There are 460 species of vascular plants. About 80% of the reserve's territory is covered by forests dominated by Greek juniper, a relict species that evolved in Asia Minor. There trees are 10 to 15 m but some individuals can reach 20 m and a diameter of 1 m. The Greek juniper forms monotypic or mixed forests with trees such as Oriental hornbeam (Carpinus orientalis), pubescent oak (Quercus pubescens) and South European flowering ash (Fraxinus ornus). Rarer tree or large shrub species include Jerusalem thorn (Paliurus spina-christi) and prickly juniper (Juniperus oxycedrus). Another important tree species is the evergreen European yew (Taxus baccata).

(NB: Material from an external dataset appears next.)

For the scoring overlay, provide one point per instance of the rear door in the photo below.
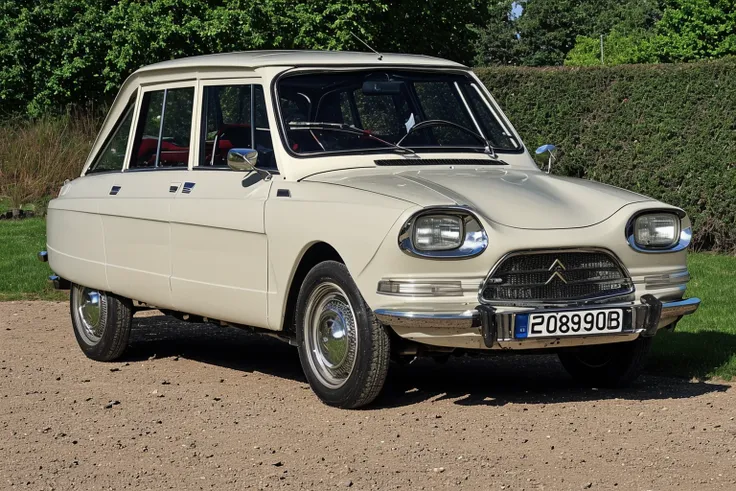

There are a number of Mediterranean herbaceous plants such as Fritillaria graeca, Colchicum bivonae, Anemone pavonina, woodland tulip (Tulipa sylvestris), etc.

== Fauna ==
The fauna includes many species that are found in the southernmost regions of Europe. The ornithofauna is very diverse and includes 109 nesting species in the reserve's limited territory. There are 62 species of European conservation importance. In 1997 the reserve, the buffer zone and the Moravska protected area were declared a site of ornithological importance. Of the breeding bird species 30% are characteristic for the Mediterranean biome, including blue rock thrush, common rock thrush, western Orphean warbler, Sardinian warbler, eastern subalpine warbler, olive-tree warbler, eastern black-eared wheatear, black-headed bunting, masked shrike, western rock nuthatch, rock partridge, etc. Important birds of prey include short-toed snake eagle and Eurasian eagle-owl.

The herpetofauna is also varied and includes 11 snake species, such as European ratsnake, Dahl's whip snake, European cat snake, four-lined snake and European blind snake, and two turtle taxa, spur-thighed tortoise and Hermann's tortoise.